I'm a 'senior' grad student at UCB working on a maize genetics/epigenetics project. I've prepared a couple libraries that we are planning to have sequenced here on one of our campus facility's nice new HiSeq 2000 machines! Validating them right now by small scale cloning, but from the size of most of the inserts, it looks like they are exactly what we expected, so all systems are go.

I'm quite new to this whole deep sequencing technique, but I'm very excited to start the learning process of how to analyze these data sets! On advice from this excellent post (http://seqanswers.com/forums/showthr...good+computers), which explains my situation exactly, I am slowly but surely working through the Unix and Perl for Biologists primer (http://korflab.ucdavis.edu/Unix_and_Perl/). Hopefully I'll have at least a novice understanding of programming by the time we get our reads.

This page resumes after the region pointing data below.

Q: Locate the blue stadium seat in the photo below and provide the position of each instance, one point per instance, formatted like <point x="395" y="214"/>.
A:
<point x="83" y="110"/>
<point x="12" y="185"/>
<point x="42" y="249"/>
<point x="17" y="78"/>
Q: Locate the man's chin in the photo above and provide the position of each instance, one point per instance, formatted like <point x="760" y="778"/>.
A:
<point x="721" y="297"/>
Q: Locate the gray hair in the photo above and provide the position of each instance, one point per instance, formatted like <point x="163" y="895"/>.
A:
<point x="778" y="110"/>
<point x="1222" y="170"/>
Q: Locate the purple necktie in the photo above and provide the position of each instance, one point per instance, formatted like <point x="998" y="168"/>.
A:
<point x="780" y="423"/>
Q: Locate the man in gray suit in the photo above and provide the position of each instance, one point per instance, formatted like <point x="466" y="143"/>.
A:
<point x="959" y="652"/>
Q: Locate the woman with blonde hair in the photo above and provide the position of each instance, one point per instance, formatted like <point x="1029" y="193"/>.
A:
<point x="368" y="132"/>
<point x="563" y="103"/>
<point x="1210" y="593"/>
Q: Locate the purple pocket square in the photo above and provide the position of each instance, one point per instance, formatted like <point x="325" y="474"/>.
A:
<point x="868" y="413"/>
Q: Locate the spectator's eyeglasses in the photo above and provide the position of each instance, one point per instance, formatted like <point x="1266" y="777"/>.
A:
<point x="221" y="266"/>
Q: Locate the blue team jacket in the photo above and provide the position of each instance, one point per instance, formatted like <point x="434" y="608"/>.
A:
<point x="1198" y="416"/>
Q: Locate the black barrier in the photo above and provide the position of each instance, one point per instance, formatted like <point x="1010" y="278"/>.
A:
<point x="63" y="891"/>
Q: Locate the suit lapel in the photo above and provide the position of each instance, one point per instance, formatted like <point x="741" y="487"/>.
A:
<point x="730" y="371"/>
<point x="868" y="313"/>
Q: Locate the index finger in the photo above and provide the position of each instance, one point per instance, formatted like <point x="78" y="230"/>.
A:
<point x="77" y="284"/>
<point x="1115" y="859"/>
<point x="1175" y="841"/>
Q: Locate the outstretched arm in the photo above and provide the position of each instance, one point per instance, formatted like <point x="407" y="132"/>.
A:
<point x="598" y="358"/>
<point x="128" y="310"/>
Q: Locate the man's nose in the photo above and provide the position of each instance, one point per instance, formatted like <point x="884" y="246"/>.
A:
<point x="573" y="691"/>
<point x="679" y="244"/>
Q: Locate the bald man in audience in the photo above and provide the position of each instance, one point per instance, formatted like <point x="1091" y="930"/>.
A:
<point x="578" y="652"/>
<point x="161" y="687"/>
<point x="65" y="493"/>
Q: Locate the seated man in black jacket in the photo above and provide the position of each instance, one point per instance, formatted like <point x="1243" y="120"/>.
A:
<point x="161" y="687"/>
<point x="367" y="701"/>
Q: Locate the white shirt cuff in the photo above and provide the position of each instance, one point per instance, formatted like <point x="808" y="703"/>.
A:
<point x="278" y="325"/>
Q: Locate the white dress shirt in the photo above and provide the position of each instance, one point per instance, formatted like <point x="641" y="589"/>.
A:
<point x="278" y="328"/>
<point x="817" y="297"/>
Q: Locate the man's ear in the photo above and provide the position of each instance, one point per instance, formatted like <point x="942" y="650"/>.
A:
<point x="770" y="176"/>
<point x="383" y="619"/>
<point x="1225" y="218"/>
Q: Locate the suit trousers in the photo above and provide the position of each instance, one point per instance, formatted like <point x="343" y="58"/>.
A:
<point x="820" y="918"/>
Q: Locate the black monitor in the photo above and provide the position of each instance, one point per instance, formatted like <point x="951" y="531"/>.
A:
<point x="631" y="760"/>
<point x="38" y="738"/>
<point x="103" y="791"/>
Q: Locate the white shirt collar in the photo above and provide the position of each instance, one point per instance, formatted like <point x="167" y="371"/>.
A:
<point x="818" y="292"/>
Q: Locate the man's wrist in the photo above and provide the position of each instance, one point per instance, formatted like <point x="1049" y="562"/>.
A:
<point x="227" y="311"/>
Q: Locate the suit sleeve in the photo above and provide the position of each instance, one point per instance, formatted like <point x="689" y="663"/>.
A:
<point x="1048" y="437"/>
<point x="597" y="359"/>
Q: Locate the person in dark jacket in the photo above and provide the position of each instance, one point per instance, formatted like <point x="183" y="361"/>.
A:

But more importantly, a question: Should I get 50 or 100 bp reads for these libraries?

Here are some details and issues that we are dealing with:

The libraries were prepared using the small RNA adapters, so they will have to be done with single reads. Our main goal is to compare the two libraries, which represent two biological samples (WT vs. mutant), quantitatively, so getting fairly deep coverage is important to our analysis. However, we are working with the highly repetitive maize genome, so we also want to maximize the number of reads we can unambiguously map to the genome. In fact, reads that contain repetitive sequence AND unique sequence (eg., the insertion site of a transposon or other repeat into a unique genomic region) may be of particular interest, so capturing as many of these sites would be super. I'm guessing that longer reads would help in this respect.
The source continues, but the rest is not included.